HOOVER, Alabama – It’s the way Mississippi State ended its 7-6 campaign last season that has Dan Mullen excited about his team.
The Bulldogs had to win their last two games — against Arkansas and rival Ole Miss — to become bowl-eligible, after which point they pummeled Rice, 44-7.
Coming off this end-of-season momentum, the Bulldogs were talking Tuesday at SEC Media Days about a Southeastern Conference championship, a White House visit and Heisman hype.
In response to a question about his expectations for the season, Jay Hughes said he had plans that would require winning a national championship.
“I always tell my teammates I got this suit I wanna wear to the White House,” Hughes said. “Y’all help me get to the White House.”
While Mullen wasn’t announcing travel plans to the District of Columbia, he did say he thinks it’s a “wide open path” to the SEC championship game. And he likes the experience he’s bringing back this season. Thirty Mississippi State players started at least one game last season.
“The great thing about (the injuries the team suffered last season) is it’s given all those guys experience coming into this season,” Mullen said. “To have all those guys come back that have played in a lot of big games is pretty special.”
Mississippi State junior quarterback Dak Prescott drew the biggest crowd of media members among the three Bulldog players in Hoover Tuesday. Prescott was asked how he felt about being a dark horse Heisman Trophy candidate, and he mostly shrugged it off.
“I know the guy I am, and I’m going to stick to that,” Prescott said. “I’m the same guy I am as I was when I was a backup.”

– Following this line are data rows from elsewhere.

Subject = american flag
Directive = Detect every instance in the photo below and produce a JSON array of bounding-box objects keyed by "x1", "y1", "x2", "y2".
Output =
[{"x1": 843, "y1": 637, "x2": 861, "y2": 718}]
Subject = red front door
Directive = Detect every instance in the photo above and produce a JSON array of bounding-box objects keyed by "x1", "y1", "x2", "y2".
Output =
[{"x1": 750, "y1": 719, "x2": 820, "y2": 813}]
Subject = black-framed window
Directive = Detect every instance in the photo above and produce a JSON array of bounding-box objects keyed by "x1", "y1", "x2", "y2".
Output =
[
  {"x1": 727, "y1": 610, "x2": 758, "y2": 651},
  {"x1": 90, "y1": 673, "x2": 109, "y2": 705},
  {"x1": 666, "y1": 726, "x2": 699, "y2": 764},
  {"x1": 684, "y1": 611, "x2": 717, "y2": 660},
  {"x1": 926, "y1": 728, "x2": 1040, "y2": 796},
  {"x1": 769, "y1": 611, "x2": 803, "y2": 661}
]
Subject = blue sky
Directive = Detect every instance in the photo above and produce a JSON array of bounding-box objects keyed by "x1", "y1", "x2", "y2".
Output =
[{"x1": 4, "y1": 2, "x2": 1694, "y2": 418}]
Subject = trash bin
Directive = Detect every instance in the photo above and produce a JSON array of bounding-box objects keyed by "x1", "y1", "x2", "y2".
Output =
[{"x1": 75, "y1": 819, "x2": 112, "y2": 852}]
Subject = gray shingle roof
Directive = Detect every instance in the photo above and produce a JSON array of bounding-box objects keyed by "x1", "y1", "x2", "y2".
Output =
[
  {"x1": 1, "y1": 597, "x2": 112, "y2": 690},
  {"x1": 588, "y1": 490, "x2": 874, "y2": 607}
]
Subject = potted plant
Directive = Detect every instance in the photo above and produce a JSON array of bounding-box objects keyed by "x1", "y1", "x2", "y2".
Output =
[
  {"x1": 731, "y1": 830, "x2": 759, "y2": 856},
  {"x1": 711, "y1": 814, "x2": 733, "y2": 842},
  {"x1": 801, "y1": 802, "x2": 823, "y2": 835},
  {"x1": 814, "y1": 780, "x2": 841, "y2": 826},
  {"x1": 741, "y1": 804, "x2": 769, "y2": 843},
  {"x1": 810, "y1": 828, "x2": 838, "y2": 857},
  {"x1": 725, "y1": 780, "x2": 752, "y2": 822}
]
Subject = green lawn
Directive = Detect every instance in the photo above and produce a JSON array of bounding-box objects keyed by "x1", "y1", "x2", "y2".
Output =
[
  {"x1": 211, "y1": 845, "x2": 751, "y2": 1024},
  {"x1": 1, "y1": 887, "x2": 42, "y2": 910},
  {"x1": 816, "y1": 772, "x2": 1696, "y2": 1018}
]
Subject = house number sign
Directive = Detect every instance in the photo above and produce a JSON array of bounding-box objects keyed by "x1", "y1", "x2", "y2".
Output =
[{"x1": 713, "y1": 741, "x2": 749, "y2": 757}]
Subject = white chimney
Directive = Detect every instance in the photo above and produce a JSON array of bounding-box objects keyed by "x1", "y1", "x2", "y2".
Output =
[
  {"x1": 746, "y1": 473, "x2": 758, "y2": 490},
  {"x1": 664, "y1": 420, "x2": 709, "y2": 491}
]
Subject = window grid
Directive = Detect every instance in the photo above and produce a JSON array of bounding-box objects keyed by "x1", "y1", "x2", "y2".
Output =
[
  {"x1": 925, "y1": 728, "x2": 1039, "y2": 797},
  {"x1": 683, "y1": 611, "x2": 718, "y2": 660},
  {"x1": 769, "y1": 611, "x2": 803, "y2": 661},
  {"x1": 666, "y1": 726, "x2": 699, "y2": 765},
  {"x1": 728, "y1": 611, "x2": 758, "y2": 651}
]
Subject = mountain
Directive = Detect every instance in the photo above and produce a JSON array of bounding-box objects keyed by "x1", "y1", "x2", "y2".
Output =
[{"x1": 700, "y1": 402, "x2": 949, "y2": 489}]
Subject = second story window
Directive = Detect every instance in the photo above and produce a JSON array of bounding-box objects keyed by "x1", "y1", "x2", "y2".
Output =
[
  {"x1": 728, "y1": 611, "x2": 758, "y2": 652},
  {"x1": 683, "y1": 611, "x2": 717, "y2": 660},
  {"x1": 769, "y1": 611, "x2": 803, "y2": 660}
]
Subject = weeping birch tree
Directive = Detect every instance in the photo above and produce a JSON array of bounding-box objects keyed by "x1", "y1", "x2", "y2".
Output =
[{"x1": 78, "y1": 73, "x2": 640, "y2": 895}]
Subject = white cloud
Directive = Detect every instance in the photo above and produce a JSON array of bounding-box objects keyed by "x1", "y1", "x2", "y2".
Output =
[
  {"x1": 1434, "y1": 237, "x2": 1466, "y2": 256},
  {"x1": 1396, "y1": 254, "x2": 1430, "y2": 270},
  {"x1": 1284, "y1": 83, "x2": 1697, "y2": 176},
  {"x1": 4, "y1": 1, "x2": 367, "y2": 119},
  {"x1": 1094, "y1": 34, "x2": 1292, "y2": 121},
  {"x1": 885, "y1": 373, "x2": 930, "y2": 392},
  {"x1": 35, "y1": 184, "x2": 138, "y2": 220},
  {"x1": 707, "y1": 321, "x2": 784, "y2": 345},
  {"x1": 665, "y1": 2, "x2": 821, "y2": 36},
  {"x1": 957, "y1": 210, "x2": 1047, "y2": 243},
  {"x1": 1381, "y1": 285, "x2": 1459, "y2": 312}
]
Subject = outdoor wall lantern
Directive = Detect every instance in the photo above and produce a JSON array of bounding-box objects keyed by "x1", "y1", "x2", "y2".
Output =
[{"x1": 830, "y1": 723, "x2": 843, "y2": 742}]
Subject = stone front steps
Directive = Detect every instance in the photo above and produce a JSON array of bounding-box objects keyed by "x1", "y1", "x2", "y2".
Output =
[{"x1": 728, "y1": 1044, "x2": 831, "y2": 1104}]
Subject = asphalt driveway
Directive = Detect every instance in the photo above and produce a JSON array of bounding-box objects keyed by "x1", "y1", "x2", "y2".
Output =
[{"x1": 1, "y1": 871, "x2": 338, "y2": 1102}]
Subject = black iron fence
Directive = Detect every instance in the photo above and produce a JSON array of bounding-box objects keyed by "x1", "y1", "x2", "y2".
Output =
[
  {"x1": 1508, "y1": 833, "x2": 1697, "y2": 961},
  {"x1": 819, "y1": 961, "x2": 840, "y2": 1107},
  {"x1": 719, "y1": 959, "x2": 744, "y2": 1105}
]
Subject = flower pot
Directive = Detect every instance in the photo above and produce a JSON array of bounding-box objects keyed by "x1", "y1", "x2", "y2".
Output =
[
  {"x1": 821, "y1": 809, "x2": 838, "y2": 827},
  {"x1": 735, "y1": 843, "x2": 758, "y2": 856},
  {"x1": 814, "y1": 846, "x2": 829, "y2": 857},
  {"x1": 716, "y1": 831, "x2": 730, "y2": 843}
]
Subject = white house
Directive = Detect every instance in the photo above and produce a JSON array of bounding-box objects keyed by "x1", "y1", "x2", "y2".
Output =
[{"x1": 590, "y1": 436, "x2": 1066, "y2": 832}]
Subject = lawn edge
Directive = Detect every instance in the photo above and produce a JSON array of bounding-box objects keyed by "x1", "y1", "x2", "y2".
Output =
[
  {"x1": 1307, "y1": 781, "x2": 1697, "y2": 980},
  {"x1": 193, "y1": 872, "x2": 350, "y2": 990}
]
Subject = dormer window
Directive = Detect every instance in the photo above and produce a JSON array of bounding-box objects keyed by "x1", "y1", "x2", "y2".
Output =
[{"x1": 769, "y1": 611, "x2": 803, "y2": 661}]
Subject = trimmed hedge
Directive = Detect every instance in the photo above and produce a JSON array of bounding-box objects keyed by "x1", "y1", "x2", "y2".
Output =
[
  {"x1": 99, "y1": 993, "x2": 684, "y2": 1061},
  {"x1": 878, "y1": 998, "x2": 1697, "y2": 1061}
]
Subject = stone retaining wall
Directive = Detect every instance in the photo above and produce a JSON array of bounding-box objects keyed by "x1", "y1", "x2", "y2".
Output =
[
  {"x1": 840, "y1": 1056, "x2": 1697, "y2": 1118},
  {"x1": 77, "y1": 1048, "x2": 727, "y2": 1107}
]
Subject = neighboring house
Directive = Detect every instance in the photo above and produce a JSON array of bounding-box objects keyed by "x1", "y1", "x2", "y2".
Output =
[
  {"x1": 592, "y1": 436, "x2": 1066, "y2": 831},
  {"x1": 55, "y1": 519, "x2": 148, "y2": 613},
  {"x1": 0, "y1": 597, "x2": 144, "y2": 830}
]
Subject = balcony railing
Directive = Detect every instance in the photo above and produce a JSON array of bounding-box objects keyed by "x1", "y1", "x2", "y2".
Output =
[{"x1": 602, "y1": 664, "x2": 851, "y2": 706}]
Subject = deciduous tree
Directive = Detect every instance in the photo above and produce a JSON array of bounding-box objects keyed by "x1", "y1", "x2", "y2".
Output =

Prescott, a dual-threat quarterback who ran for 1940 yards and threw for another 829, said he focused on his footwork this offseason in order to throw more accurately, and his coach said the Bulldogs may take a few more shots down the field with long throws this season.
An early signing period
Mullen advocated for an early signing date for recruits — the Monday after Thanksgiving. He said the purpose of the date wouldn’t be to rush recruits into visiting campus, but rather to get “some of the silly parts that go on in recruiting out of the way so (recruits) can focus on their academics.”